Randomized algorithms have become crucial for tensor decompositions because of their low computational footprint, excellent numerical stability, and suitability to high-performance computing. Building on our successes in this area, we propose to conduct research in three main directions: (1) tensor-based dynamic mode decomposition (DMD), in which we will develop a tensor-based approach for DMD based on the *M framework, with randomized algorithms to accelerate the computations and with a special emphasis on the streaming setting; (2) tensor-based model reduction, in which we will learn projection-based reduced-order models that rely in novel ways on randomized tensor decompositions; and (3) randomized algorithms for data compression in the streaming setting, with a focus on structured random matrices and which will be applicable to both the Tucker and the *M families. In addition, we will undertake the cross-cutting task of implementing the algorithms in high-performance computing settings, leveraging current and future systems such as Polaris and Aurora at the Argonne Leadership Computing Facility.
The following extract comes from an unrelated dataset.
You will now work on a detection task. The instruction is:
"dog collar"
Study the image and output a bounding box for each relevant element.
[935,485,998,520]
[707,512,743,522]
We will target data compression in three scientific applications of interest to the DOE mission: climate models (e.g., Energy Exascale Earth System Model) with regional refinement, turbulent combustion simulations in gas turbines, and x-ray ptychography.
The proposed research will deliver methods that are memory and computationally efficient, with quantifiable accuracy and rigorous error analysis, and with properties provably superior to the traditional matrix-based approaches. These new methods will advance the state of the art in randomized tensor decomposition and data compression. Additionally, the outcomes from the proposed research will greatly reduce the downstream processing tasks, thereby accelerating scientific discoveries.